JEMBATAN Watulimo, Trenggalek, Jawa Timur di suatu siang pada pertengahan Januari 1949. Segelintir pasukan Detasemen Udara Prigi yang merupakan bagian dari pasukan Pangkalan Udara (Lanud) Campurdarat memasang bom tarik dari sisa-sisa peledak peninggalan Jepang. Namun, upaya peledakan itu berkali-kali gagal meski bomnya sudah dirakit dan dipasang dengan seksama.

Sebulan sebelumnya, Detasemen Udara Prigi pimpinan Opsir Moeda Oedara (OMU) III Hanandjoeddin yang menyisakan 83 kombatan itu mengungsi dari pertahanan Pantai Prigi. Mereka mengungsi karena kapal perang Belanda membombardir kubu pertahanan gabungan Detasemen Udara Prigi (AURI) dan Corps Armada IV (ALRI) pada Agresi Militer Belanda II, 19 Desember 1948.

“Anggota telik sandi melaporkan bahwa Belanda telah mencapai Kewedanan Kampak. Satu-satunya cara untuk menghambat pergerakan Belanda di wilayah Watulimo adalah memutus jembatan penghubung antara Kewedanan Watulimo dan Kampak,” tulis Haril M. Andersen dalam biografi Sang Elang: Serangkai Kisah Perjuangan H. AS. Hanandjoeddin di Kancah Revolusi Kemerdekaan RI.

Advertising
Advertising

Baca juga: Pasukan Gabungan AURI-ALRI Menahan Gempuran Belanda

Upaya bertahan di masa genting dalam perang gerilya itu menjadi tantangan terendiri bagi sisa-sisa pasukan Lanud Campurdarat, utamanya Detasemen Udara Prigi. Pasalnya tidak hanya Belanda yang dihadapi, mereka juga mesti waspada terhadap sisa-sisa pasukan Front Demokrasi Rakyat (FDR) yang –merupakan bentukan PKI– memberontak di Madiun tiga bulan sebelumnya. Belum lagi, kondisi internal AURI setelah Kepala Stafnya, Komodor Suryadi Suryadharma, ikut ditawan Belanda usai menyerbu Yogyakarta di hari agresi yang sama.

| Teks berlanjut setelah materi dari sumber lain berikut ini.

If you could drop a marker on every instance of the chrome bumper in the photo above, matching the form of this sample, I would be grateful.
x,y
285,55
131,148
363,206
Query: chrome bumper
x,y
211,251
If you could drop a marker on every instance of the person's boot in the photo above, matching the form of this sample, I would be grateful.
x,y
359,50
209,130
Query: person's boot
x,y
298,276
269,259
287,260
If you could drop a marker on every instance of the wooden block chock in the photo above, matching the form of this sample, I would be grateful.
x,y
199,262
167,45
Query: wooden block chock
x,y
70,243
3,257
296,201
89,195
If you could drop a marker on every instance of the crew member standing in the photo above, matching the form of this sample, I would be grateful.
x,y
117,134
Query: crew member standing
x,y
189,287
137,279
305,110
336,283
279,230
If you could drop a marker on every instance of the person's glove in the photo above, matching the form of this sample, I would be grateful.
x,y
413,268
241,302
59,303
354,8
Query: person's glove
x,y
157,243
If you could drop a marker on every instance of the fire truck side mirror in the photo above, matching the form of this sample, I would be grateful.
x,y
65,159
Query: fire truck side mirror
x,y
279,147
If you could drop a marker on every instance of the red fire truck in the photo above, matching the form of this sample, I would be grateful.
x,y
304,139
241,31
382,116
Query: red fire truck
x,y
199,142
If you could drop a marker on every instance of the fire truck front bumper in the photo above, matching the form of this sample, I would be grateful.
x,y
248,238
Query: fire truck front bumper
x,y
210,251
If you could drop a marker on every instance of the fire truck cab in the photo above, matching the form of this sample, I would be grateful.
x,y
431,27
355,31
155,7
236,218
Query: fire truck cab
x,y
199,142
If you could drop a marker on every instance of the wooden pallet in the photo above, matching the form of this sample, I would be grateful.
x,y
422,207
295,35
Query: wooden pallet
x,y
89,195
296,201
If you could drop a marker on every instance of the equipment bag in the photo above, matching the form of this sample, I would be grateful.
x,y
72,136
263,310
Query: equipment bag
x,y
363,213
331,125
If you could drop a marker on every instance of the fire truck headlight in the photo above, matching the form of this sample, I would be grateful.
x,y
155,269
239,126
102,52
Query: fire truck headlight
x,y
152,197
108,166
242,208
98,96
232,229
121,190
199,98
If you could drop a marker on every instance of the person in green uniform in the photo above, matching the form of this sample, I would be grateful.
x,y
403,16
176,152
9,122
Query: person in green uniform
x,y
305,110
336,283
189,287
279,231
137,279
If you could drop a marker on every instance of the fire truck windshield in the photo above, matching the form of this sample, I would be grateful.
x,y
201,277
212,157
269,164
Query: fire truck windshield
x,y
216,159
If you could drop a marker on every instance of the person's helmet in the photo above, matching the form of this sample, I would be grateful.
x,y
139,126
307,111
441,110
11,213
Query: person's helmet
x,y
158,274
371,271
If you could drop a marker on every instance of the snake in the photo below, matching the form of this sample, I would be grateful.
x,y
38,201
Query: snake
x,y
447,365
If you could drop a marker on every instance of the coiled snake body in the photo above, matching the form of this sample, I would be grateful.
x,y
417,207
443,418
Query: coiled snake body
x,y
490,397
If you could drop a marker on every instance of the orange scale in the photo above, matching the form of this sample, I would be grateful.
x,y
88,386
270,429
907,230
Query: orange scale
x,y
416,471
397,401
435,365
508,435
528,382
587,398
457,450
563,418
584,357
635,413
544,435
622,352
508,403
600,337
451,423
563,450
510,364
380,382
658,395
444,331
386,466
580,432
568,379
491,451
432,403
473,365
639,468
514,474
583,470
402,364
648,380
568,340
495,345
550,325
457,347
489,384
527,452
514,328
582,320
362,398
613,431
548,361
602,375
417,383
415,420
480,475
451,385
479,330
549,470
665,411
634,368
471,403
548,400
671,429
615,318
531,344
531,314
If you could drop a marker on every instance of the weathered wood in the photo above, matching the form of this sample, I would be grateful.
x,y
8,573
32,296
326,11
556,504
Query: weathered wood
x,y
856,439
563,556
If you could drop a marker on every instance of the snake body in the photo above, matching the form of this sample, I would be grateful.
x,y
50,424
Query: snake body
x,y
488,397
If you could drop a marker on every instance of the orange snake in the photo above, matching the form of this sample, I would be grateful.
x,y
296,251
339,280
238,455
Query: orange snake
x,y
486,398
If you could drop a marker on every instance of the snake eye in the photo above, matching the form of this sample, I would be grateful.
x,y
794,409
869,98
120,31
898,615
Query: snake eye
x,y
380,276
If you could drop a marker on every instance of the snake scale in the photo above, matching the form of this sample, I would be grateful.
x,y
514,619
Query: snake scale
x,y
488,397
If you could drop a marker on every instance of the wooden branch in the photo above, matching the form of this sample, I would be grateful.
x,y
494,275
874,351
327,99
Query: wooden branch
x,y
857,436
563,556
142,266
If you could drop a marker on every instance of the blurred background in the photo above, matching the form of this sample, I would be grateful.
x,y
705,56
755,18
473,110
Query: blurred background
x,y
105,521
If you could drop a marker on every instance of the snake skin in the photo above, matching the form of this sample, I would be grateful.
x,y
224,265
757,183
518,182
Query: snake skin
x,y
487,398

Bahkan struktur Lanud Campurdarat sempat dibubarkan sebelum akhirnya diaktifkan lagi dengan kondisi darurat.

“Di Pangkalan Udara Campurdarat komandannya sedang dinas ke Yogyakarta, anggotanya dibubarkan dan diinstruksikan untuk menjelma menjadi rakyat dan pulang ke rumah masing-masing. Tentu hal ini menggelisahkan dan membingungkan para anggotanya. Begitu pula dengan anggota Detasemen Udara Prigi yang menolak dibubarkan. Di bawah pimpinan OMU III Hananjudin (Hanandjoeddin, red.), OMU I Susanto dan Prajurit Udara I Abdul Mukti membentuk pertahanan Campurdarat,” tulis buku Sejarah TNI Angkatan Udara: 1945-1949.

Detasemen Udara Prigi sendiri bertanggungjawab di sub sektor Watulimo. Pasukan Hanandjoeddin bermarkas di sebuah lembah yang wilayahnya dianggap angker oleh penduduk setempat. Di sisi selatan, ada kawasan hutan Pantai Prigi dan pantai Laut Selatan. Di lain sisinya ada Gunung Kombokarno dan Gua Lowo yang dipercaya penduduk sebagai pusat kerajaan gaib.

Baca juga: Hanandjoeddin Perintis di Tengah Keterbatasan

Oleh karena itulah Hanandjoeddin gusar setelah mendapat laporan bahwa bom yang dipasang di jembatan tadi tak kunjung meledak. Ia pun mencoba menemui tokoh masyarakat atau tetua kampung setempat.

Dikatakan oleh sang tetua kampung, rupanya di jembatan itu ada kerajaan misterius nan gaib. Komandan Hanandjoeddin diharuskan berpuasa dan berdoa lebih dulu agar kerajaan gaib itu berkenan pindah.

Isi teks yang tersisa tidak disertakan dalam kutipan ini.